Reading Python Files

import tokenize

# O(n) where n = file size
with open('script.py', 'rb') as f:
    # O(n) to tokenize binary file
    tokens = list(tokenize.tokenize(f.readline))

# Process tokens - O(k) where k = token count
for token in tokens:
    if token.type == tokenize.NAME:
        print(f"Identifier: {token.string}")
    elif token.type == tokenize.STRING:
        print(f"String: {token.string}")

Common Use Cases

Code Analysis

import tokenize
import io

def analyze_python_code(source):
    """Analyze code structure - O(n)"""
    readline = io.StringIO(source).readline

    # O(n) to tokenize where n = source length
    tokens = list(tokenize.generate_tokens(readline))

    analysis = {
        'functions': [],
        'variables': [],
        'imports': [],
        'operators': set(),
    }

    # O(k) to process tokens where k = token count
    i = 0
    while i < len(tokens):
        token = tokens[i]

        # Check for function definition - O(1) per check
        if (token.type == tokenize.NAME and 
            token.string == 'def' and 
            i + 1 < len(tokens)):
            analysis['functions'].append(tokens[i + 1].string)

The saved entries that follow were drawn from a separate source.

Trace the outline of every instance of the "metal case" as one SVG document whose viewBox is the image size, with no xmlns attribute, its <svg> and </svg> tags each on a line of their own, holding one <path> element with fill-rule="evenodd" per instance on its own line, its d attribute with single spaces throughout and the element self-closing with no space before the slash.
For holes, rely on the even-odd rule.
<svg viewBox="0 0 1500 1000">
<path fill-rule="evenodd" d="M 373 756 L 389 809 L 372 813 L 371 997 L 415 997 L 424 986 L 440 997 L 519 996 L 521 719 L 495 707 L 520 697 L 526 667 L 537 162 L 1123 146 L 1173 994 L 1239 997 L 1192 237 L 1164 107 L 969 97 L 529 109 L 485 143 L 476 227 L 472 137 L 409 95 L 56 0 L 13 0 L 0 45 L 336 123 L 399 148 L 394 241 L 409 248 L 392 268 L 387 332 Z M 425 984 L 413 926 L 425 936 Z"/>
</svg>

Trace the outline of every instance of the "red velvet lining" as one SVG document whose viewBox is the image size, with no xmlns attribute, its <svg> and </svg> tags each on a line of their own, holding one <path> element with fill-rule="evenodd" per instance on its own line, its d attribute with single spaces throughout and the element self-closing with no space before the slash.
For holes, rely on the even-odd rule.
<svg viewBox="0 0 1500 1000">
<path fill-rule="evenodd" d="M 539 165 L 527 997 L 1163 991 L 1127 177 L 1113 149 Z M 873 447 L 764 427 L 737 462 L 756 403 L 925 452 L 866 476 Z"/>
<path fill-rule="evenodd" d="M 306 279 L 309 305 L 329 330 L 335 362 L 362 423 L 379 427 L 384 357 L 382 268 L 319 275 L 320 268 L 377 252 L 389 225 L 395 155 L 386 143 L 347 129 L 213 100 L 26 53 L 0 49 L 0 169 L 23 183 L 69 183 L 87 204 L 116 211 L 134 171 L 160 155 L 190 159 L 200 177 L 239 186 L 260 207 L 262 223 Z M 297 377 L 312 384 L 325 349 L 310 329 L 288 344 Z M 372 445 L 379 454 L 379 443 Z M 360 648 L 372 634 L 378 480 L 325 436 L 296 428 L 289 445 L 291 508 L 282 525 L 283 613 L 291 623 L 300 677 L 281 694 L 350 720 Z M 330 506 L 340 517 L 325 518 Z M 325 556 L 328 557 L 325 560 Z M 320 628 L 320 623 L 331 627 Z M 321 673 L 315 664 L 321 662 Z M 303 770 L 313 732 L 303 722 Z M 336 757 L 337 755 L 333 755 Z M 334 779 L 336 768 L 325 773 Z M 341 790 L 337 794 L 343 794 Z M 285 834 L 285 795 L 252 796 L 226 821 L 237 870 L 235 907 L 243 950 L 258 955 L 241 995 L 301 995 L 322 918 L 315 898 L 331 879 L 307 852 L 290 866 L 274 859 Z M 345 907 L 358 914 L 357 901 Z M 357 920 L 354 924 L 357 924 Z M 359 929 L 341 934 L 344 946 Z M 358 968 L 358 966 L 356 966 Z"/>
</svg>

        # Check for operators - O(1)
        elif token.type == tokenize.OP:
            analysis['operators'].add(token.string)

        i += 1

    return analysis

# Usage - O(n)
code = """
def add(a, b):
    return a + b

x = 10 * 5
"""
result = analyze_python_code(code)
print(result)

Detecting Encoding

import tokenize
import io

def detect_python_encoding(filename):
    """Detect file encoding - O(n)"""
    # O(n) where n = header size (usually small)
    with open(filename, 'rb') as f:
        # Reads only first/second line usually
        try:
            encoding = tokenize.detect_encoding(f.readline)
            return encoding[0]  # Returns encoding name
        except (SyntaxError, UnicodeDecodeError):
            return 'utf-8'  # Fallback

# Usage - O(n) for small header
encoding = detect_python_encoding('script.py')
print(f"Encoding: {encoding}")

Pretty-Printing Source Code

import tokenize
import io

def highlight_tokens(source):
    """Pretty-print with token info - O(n)"""
    readline = io.StringIO(source).readline

    # O(n) to tokenize
    tokens = list(tokenize.generate_tokens(readline))

    # O(k) to display where k = token count
    for token in tokens:
        token_name = tokenize.tok_name[token.type]
        print(f"{token_name:10} {token.string!r:20} {token.start} -> {token.end}")

# Usage - O(n)
code = "x = 1 + 2"
highlight_tokens(code)

Token Stream Processing

import tokenize
import io

def remove_comments(source):
    """Remove comments from code - O(n)"""
    readline = io.StringIO(source).readline

    # O(n) to tokenize where n = source length
    tokens = list(tokenize.generate_tokens(readline))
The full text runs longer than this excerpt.